Le tourisme local, la voie du salut ? (Par Ghislaine Rokhy GOUDIABY)
L’ambition du Plan Sénégal Emergent pour le secteur touristique est aujourd’hui connue de tous. Si à la fin des années 90, le nombre d’arrivées de touristes étrangers tournait en moyenne entre 400 000 et 600 000 touristes, l’objectif affiché par le PSE est de placer le Sénégal dans le top 5 des pays touristiques en Afrique, en portant le nombre de touristes à plus de 3 millions par an à l’horizon 2023.

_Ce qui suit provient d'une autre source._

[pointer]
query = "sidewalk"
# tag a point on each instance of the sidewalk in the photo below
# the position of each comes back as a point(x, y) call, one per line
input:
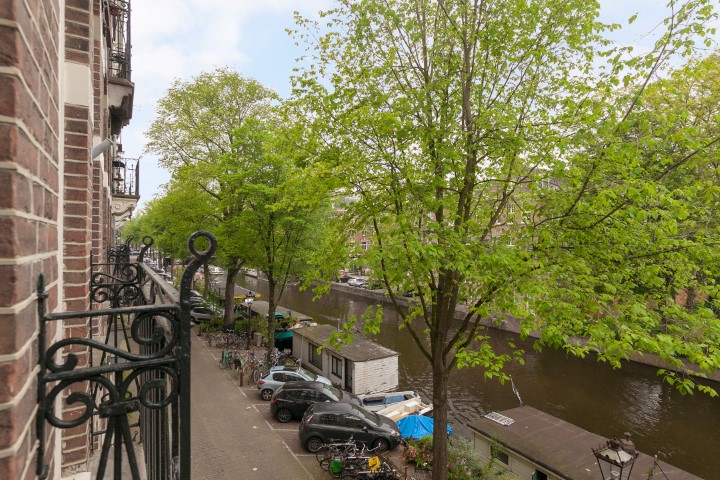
point(233, 434)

On est en 2021. A trois ans de l’échéance, la courbe des arrivées a atteint son niveau le plus bas. La pandémie de la Covid-19 est passée par là, faisant de 2020-2021, une année noire pour le tourisme mondial, en général et sénégalais en particulier. D’autant plus que comme l’avait souligné le ministre du Tourisme et des Transports aériens, Alioune Sarr, dans le troisième numéro du magazine Sky Dakar, édité par l’Aéroport international Dakar Blaise Diagne de Diass, un total de 1,7 million de touristes étrangers ont visité le Sénégal en 2019. Un coup dur pour l’économie nationale quand on sait que le tourisme est la deuxième source de devises au Sénégal après la pêche. En 2018, il représente 6 % du PIB du Sénégal et génère près de 100 000 emplois, selon les statistiques de l’Agence nationale de la statistique et de la Démographique (ANSD). A la suite de l’onde choc de la pandémie de Covid-19, le Sénégal a défini un plan de relance globale de l’économie, et surtout du tourisme.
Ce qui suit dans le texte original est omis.